The Calaveras River Watershed spans Sierra Nevada foothills, agricultural lands, and urban communities across Calaveras and San Joaquin counties, serving as a critical water resource for the region. As one of only five watersheds statewide selected by the California Department of Water Resources (DWR), the Calaveras River Watershed has completed a first-of-its-kind climate resilience plan that sets a new standard for integrated water resources planning in California.
Woodard & Curran led both the technical development of the plan and the associated outreach in partnership with Stockton East Water District and Calaveras County Water District, bringing together regional climate science, local hydrologic modeling, and extensive stakeholder engagement into a single, coordinated planning framework. The result is a technically defensible, community-informed plan designed for implementation.
The technical foundation of the plan centers on the Calaveras Watershed Resilience Plan Model, which integrates tools and datasets from DWR’s San Joaquin Watershed Studies with the locally developed Eastern San Joaquin Water Resources Model (ESJWRM), calibrated to watershed-specific conditions. Rather than relying on a single climate projection, the project team evaluated sixteen distinct climate scenarios spanning a range of temperature and precipitation futures, providing water managers with a comprehensive picture of how the watershed may respond under conditions ranging from moderate warming to more extreme climate futures.

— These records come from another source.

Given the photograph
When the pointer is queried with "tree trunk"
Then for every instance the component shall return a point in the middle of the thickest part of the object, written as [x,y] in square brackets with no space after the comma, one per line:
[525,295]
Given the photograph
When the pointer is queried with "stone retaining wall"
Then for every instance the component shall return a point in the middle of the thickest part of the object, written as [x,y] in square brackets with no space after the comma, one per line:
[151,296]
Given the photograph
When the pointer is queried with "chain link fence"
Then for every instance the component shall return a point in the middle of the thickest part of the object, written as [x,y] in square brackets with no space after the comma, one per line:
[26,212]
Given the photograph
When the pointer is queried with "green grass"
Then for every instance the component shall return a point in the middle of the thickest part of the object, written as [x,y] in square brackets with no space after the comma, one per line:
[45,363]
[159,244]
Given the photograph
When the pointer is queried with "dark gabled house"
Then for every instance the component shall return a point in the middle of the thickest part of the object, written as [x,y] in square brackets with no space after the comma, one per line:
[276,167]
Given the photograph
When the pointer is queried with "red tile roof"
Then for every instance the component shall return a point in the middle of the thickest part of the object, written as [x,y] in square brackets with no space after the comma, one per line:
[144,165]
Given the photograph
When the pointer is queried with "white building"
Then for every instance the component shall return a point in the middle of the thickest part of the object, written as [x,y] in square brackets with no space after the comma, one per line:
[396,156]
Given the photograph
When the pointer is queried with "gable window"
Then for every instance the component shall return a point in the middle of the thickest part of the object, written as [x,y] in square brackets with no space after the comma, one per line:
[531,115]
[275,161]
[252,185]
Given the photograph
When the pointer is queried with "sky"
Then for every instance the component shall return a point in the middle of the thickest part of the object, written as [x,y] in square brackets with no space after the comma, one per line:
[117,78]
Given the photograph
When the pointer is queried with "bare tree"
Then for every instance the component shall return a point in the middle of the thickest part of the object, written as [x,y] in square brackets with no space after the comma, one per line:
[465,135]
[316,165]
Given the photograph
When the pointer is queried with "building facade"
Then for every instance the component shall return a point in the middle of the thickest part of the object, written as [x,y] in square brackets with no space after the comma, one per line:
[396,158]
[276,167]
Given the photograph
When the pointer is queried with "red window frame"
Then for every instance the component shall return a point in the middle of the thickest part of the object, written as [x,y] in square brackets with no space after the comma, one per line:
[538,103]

The modeling framework assessed vulnerability across six interconnected risk categories: flood, water supply, groundwater basin conditions, wildfire, surface water quality, and the economy. Under the most probable climate scenario, the team found a 13 percent decline in surface water deliveries and an 8 percent increase in groundwater pumping demand, underscoring the urgency of proactive investment. Importantly, our analysis confirmed that coordinated adaptation strategies can offset these impacts based on modeled strategies capable of restoring groundwater basin conditions to near-current levels despite a 2°C warming scenario.
What distinguishes this plan is not just its technical rigor, but how it was built. The Calaveras Watershed Network brought together water agencies, local governments, agricultural producers, tribal representatives, and community members throughout the planning process. We facilitated a sustained, inclusive engagement program that spanned public meetings, targeted conversations, workshops, and an online platform to ensure that the adaptation strategies reflect real operational priorities and community values. We intentionally designed the public outreach program to reduce barriers to participation, including making highly technical materials accessible to the general public. Through this engagement process, we were able incorporate local knowledge directly into our technical analysis.
With the plan developed, we are currently developing a summary booklet and interactive website to help community members visualize potential project results and implications.
The project team organized the plan’s adaptation strategies into implementation tiers, allowing near-term actions to advance with existing infrastructure while longer-term investments are planned and funded. The team recommended priority water management strategies that focus on managed aquifer recharge, expanded surface water deliveries, and forecast-informed reservoir operations (FIRO). The proposed Farmington Reservoir Project anchors the long-term strategy, and could provide up to 60,000 acre-feet of additional surface storage capacity that benefits 315,000 City of Stockton residents and 140,000 acres of agricultural land.
The plan also included wildfire risk reduction and land management strategies to address threats to upper watershed water quality and community safety. By implementing these strategies in the top 10 identified priority zones, there is an 18 percent reduction in burn probabilities and an 88 percent reduction in flame lengths. This indicates that, if wildfire mitigation strategies are implemented , both the likelihood of a wildfire occurring and the intensity of any fire that may occur is significantly lower.
Through delivery of the final Calaveras River Watershed Resilience Plan, Woodard & Curran was able to demonstrate that with the right combination of modeling innovation, stakeholder collaboration, and actionable strategy development, California watersheds can move from vulnerability assessment to implementation-ready plans. This effort provides valuable information to DWR as it looks to expand the Watershed Resilience Program statewide. Woodard & Curran is proud to support this work and looks forward to advancing similar integrated approaches in other watersheds across the state.